The mechanics by which artificially low rates fuel investment bubbles is the WACC vs IRR equation – simply put, consumers save less and spend more, thus increasing current consumption, which may be confused for higher potential IRR, while Rf falls, causing both cost of debt and cost of equity to decline. But cost of equity also has a volatility component – beta. Over time, serial boom-bust cycles result in an increased beta, which offsets the rate effect in all but the most rate-sensitive sectors (like construction). But the evolution of consumer finance over the last century, coupled with the impact of beta on supply side malinvestments, has resulted in low rates affecting consumption more than anything else – which is part of the reason that “mature economies are consumption-based” – it’s no intrinsic; it’s the result of policy.
In the 2000s, artificially low rates first inflated house prices – by increasing the amount of debt in the hands of home buyers by 50% – and then, on a low volume of home sales, produced a consumption boom. Americans doubled their mortgage debt, largely through cash-out refis. They financed current consumption with 30 year mortgages. And an increasing share of what they bought was made in China using materials imported from Brazil, Africa, Australia… Today’s “insufficient aggregate demand” and “China slowdown” reflect the simple fact that that one-time pulling-forward of consumption through the printing and lending of new money was financed with 30 year mortgages that are still being paid off.

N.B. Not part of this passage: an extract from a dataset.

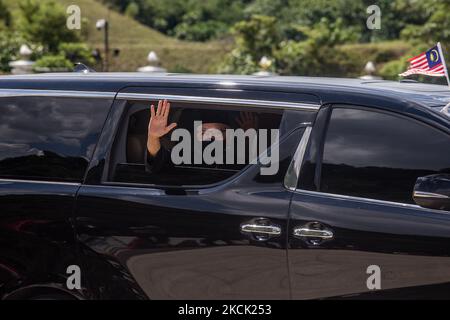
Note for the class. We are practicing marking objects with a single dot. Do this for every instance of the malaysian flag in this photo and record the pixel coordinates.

https://mises.org/blog/elizabeth-warren-turns-blind-eye-central-bank
Britmouse
Jul 6 2016 at 5:57am
José, no, that is definitely his view on AD, he has expressed the same view in numerous speeches when BoE Governor. e.g. http://www.bankofengland.co.uk/publications/Pages/speeches/2013/631.aspx
Governor Shirakawa of the Bank of Japan also made similar arguments.
Silas Barta
Jul 6 2016 at 5:07pm
Sorry to hear about your frustration with this misconception. I guess that’s what happens when these very same Keynes-citing advocates are blending such advocacy with factoids like “70% of ‘the economy’ is consumer spending, so we have to keep that up to keep up aggregate demand”. I hope you allocate some of your efforts to refute this similar equivocation.
James Alexander
Jul 9 2016 at 1:40am
I also think that part of the experts vs ordinary folk confusion arises from the idea that a recession is caused by an (unmet) increase in demand for money. Where does that money go? Isn’t it saved? And if it’s saved, isn’t it invested, too?